100%|████████████████████████████████████████████████████████████████████████████████████████████████████████████████████| 12/12 [01:13<00:00,  6.11s/it]


In [22]:
[m['title'] for m in matched_references_meta]

['MOT16: A Benchmark for Multi-Object Tracking',
 'Are we ready for autonomous driving? The KITTI vision benchmark suite',
 'HOTA: A Higher Order Metric for Evaluating Multi-object Tracking',
 'TAO: A Large-Scale Benchmark for Tracking Any Object',
 'Online Object Tracking: A Benchmark',
 'A Benchmark and Simulator for UAV Tracking',
 'Need for Speed: A Benchmark for Higher Frame Rate Object Tracking',
 'Encoding color information for visual tracking: Algorithms and benchmark',
 'NUS-PRO: A New Visual Tracking Challenge',
 'GOT-10k: A Large High-Diversity Benchmark for Generic Object Tracking in the Wild',
 'A Novel Performance Evaluation Methodology for Single-Target Trackers',
 'TrackingNet: A Large-Scale Dataset and Benchmark for Object Tracking in the Wild']

In [23]:
matched_references_title

['Mot16: A benchmark for multi-object tracking',
 'Are we ready for autonomous driving? the kitti vision benchmark suite',
 'Hota: A higher order metric for evaluating multi-object tracking',
 'Tao: A large-scale benchmark for tracking any object',
 'Online object tracking: A benchmark',
 'A benchmark and simulator for uav tracking',
 'Need for speed: A benchmark for higher frame rate object tracking',
 'Encoding color information for visual tracking: Algorithms and benchmark',
 'Nus-pro: A new visual tracking challenge',
 'Got-10k: A large high-diversity benchmark for generic object tracking in the wild',
 'A novel performance evaluation methodology for single-target trackers',
 'Trackingnet: A large-scale dataset and benchmark for object tracking in the wild']

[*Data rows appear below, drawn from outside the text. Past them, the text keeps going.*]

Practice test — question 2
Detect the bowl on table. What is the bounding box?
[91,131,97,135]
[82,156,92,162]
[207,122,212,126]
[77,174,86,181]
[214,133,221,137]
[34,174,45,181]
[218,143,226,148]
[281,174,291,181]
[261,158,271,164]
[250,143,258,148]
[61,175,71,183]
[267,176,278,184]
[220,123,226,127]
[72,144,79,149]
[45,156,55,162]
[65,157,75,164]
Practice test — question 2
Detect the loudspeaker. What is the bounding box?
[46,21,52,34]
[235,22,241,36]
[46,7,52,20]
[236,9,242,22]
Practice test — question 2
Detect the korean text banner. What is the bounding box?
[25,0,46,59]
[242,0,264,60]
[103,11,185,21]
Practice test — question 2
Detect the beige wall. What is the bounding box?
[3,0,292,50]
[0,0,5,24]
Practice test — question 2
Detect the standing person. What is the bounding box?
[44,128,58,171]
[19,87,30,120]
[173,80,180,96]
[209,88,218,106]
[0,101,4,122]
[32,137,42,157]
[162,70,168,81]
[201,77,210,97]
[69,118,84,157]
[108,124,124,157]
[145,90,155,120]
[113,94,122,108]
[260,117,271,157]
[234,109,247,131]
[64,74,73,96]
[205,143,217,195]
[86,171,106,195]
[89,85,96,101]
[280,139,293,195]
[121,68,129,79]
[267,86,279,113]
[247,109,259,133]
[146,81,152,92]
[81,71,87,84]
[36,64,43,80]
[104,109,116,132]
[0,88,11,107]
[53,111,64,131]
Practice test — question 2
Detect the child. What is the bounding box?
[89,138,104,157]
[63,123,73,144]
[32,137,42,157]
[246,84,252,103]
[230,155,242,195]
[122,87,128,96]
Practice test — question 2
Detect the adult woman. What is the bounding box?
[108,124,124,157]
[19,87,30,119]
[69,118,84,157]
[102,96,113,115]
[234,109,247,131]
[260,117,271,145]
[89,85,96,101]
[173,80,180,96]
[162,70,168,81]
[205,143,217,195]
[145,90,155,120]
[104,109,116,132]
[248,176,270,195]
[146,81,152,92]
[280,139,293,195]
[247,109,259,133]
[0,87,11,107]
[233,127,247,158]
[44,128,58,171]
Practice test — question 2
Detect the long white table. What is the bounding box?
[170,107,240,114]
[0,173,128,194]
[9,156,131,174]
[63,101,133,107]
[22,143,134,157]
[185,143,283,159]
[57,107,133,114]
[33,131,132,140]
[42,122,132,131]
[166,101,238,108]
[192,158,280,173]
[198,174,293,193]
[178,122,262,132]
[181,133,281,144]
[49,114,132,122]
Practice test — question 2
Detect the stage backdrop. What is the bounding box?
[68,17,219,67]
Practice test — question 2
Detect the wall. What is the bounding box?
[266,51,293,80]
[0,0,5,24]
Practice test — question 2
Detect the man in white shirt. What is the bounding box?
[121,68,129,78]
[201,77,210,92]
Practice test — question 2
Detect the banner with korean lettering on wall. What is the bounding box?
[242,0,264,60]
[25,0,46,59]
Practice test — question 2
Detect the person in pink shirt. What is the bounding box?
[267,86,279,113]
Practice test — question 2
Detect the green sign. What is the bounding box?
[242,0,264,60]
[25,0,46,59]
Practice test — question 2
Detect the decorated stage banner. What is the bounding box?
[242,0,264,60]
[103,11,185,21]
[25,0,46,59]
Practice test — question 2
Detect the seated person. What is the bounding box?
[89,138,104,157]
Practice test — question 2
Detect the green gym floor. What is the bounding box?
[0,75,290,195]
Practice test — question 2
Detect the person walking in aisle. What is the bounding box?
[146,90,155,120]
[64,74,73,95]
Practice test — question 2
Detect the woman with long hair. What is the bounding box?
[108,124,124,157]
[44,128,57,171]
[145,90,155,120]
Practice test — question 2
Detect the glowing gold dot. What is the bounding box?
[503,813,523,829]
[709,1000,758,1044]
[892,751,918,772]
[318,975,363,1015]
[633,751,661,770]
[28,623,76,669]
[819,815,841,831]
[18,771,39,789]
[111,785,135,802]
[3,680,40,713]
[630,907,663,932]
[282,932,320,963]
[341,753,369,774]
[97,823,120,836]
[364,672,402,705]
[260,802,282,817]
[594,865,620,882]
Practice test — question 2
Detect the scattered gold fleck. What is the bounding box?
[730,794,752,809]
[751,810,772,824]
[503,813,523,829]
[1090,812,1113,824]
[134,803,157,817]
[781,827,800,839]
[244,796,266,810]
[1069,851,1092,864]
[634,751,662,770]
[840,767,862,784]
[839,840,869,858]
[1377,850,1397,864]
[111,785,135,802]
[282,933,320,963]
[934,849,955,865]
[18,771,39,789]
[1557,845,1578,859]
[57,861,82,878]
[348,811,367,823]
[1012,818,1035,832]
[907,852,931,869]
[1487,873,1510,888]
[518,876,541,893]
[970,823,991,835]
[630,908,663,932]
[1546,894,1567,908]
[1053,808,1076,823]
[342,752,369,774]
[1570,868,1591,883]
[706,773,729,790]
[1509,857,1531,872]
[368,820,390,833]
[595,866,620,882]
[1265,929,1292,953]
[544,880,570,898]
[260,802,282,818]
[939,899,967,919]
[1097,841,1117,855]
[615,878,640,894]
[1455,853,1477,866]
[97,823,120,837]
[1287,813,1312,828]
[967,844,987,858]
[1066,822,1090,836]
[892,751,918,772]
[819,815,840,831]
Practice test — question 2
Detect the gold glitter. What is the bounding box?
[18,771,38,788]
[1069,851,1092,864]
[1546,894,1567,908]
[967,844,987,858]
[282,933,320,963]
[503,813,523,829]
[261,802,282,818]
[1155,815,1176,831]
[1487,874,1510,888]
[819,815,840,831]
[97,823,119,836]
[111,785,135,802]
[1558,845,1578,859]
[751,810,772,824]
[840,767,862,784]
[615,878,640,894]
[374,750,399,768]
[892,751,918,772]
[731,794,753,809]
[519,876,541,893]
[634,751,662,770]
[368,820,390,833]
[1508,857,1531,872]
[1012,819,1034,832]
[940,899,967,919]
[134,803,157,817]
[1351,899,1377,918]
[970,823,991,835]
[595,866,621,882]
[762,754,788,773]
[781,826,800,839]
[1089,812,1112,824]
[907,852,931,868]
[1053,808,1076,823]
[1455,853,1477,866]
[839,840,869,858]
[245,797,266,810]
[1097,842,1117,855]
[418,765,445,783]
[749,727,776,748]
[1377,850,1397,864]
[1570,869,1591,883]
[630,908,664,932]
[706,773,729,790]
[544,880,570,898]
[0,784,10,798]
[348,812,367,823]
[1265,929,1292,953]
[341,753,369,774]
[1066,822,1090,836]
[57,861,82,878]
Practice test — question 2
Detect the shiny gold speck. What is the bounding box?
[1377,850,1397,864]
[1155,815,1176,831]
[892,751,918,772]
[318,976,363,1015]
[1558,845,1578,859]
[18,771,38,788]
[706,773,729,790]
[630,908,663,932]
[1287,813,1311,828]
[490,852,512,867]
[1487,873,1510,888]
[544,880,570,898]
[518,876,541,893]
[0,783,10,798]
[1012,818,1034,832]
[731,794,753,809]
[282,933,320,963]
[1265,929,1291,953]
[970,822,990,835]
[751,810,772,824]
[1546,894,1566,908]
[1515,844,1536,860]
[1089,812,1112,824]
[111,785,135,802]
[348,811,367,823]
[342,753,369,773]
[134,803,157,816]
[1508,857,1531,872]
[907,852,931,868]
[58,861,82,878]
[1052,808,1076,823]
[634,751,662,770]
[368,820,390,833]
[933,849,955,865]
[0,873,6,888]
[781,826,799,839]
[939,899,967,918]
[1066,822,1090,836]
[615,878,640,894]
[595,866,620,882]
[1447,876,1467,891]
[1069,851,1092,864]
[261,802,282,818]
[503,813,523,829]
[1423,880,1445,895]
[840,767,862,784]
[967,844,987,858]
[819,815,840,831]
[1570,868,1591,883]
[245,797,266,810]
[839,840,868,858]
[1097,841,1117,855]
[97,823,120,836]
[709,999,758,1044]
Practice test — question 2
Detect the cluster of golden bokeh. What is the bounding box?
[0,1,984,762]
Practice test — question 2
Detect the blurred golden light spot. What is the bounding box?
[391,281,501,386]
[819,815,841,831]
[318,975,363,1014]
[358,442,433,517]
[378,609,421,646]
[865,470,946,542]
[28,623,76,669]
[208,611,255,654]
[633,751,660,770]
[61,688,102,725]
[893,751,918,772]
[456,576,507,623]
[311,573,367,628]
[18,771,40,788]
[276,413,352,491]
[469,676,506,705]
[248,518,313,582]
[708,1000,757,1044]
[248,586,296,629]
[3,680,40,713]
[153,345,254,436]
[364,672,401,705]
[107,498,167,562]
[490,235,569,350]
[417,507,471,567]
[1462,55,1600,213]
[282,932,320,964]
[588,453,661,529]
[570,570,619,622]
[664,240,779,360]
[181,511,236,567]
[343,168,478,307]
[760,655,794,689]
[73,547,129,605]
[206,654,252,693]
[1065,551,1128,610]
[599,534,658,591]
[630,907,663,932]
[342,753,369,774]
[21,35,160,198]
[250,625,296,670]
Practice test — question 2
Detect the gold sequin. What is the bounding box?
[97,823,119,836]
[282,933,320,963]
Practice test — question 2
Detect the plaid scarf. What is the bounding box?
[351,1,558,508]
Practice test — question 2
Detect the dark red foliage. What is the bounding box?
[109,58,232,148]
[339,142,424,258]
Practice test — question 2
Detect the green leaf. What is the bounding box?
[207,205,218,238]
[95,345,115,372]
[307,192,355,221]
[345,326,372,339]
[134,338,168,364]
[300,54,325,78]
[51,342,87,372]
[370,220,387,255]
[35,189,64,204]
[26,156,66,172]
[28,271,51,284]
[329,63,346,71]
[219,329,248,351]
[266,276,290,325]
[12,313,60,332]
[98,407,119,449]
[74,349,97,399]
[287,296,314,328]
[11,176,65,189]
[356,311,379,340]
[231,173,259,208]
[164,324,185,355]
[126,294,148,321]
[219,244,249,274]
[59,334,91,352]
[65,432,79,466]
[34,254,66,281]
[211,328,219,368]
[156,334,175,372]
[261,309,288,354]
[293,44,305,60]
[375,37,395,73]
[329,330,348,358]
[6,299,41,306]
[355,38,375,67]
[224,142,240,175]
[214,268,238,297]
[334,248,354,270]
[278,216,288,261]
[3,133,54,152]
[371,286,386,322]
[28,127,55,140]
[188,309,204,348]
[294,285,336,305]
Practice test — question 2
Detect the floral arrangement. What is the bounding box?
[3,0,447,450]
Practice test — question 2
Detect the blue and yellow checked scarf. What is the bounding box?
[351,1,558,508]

## Access the PDFs from metadata

### Observations

* When a DoI is present, open access button is a good API to get the pdf url from DOI. However, it is not perfect.
* Open access pdf search is integrated directly into semantic scholar. This sometimes gets the pdf. If it is an arxiv paper, we can use the arxiv id to get the pdfs directly.

In [24]:
for meta in matched_references_meta:
    if meta['openAccessPdf'] is not None:
        meta['pdf_url'] = meta['openAccessPdf']['url']
    elif 'ArXiv' in meta['externalIds']:
        meta['pdf_url'] = f"https://arxiv.org/pdf/{meta['externalIds']['ArXiv']}.pdf"
    else:
        meta['pdf_url'] = None

In [25]:
[m['pdf_url'] for m in matched_references_meta]

['https://arxiv.org/pdf/1603.00831.pdf',
 None,
 'https://link.springer.com/content/pdf/10.1007/s11263-020-01375-2.pdf',
 'https://arxiv.org/pdf/2005.10356',
 'http://faculty.ucmerced.edu/mhyang/papers/cvpr13_benchmark.pdf',
 None,
 'https://arxiv.org/pdf/1703.05884',
 None,
 None,
 'https://arxiv.org/pdf/1810.11981.pdf',
 'http://pure-oai.bham.ac.uk/ws/files/26149101/performance_evaluation_methodology.pdf',
 'https://arxiv.org/pdf/1803.10794']

## Download the PDFs

In [26]:
paperdir = '/home/surya/NEU/CS5100 FAI/Project/pdfreader/python/papers'

In [27]:
from pathlib import Path

for meta in tqdm(matched_references_meta):
    paperId = meta['paperId']
    pdf = meta['pdf_url']

    if pdf is None:
        continue        

    file = Path(f"{paperdir}/{paperId}.pdf")
    
    # download
    response = requests.get(pdf)
    file.write_bytes(response.content)

100%|████████████████████████████████████████████████████████████████████████████████████████████████████████████████████| 12/12 [01:05<00:00,  5.43s/it]


# Problems

Selection across paragraphs, pages.

Paragraphs broken by images and tables.

~~Above problems require using multiple block matches, right now only using the top match.~~

Make it work for name-based citation

Make it work for 2-column references?